James Madison
Senior Member
To the contrary, what you’ve espoused does inhibit free will. A God creating an intervening causal act that physically prohibits or precludes some act by a person is not consistent with free will. This is tantamount to saying a person has the freedom to floor the car to go 180mph despite a governor pls ex on the car by the manufacturer that shuts it down at 100mph. The person doesn’t have the freedom to do 180mph in the car.
God cannot create people with free will and then, consistent with free will, build in your “safety” points that physically make it impossible for a person to freely do something.
If god can't give us freewill in a goodworld, then, by the same logic, he can't give us freewill in a badworld either.
Before he created, he knew every choice that would be made, in this world and every other.
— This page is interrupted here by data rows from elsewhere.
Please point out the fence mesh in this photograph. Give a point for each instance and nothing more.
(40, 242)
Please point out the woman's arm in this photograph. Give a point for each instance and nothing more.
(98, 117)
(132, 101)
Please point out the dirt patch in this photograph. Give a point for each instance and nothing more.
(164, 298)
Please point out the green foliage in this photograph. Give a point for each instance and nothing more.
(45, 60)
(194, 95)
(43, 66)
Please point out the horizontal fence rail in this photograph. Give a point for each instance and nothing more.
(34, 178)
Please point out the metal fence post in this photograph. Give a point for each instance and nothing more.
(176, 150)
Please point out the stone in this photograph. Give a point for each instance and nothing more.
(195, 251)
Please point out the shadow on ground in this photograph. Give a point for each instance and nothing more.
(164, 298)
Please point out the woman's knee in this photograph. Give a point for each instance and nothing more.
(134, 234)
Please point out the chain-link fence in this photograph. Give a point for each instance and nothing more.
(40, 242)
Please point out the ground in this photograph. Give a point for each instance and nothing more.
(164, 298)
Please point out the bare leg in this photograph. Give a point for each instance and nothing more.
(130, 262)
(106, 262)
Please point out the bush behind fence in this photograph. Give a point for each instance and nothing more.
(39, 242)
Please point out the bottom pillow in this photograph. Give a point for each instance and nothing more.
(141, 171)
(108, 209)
If you don't count our choices as free in the worlds where we always choose good, then you can't -- for exactly the same reason -- count them as free in the worlds where we don't.
If you do consider our choices to be free in this world, then, to be logically consistent, you must consider them to be free in other worlds too.
There are possible worlds in which we have free will but do not sin. We always freely choose the good. God knew which worlds those are, and he could have chosen one of them.
Yes, there are possible worlds “in which we have free will but do not sin,” but those worlds cannot be actualized. It is possible it was not within God’s power to create a world containing righteousness but no evil.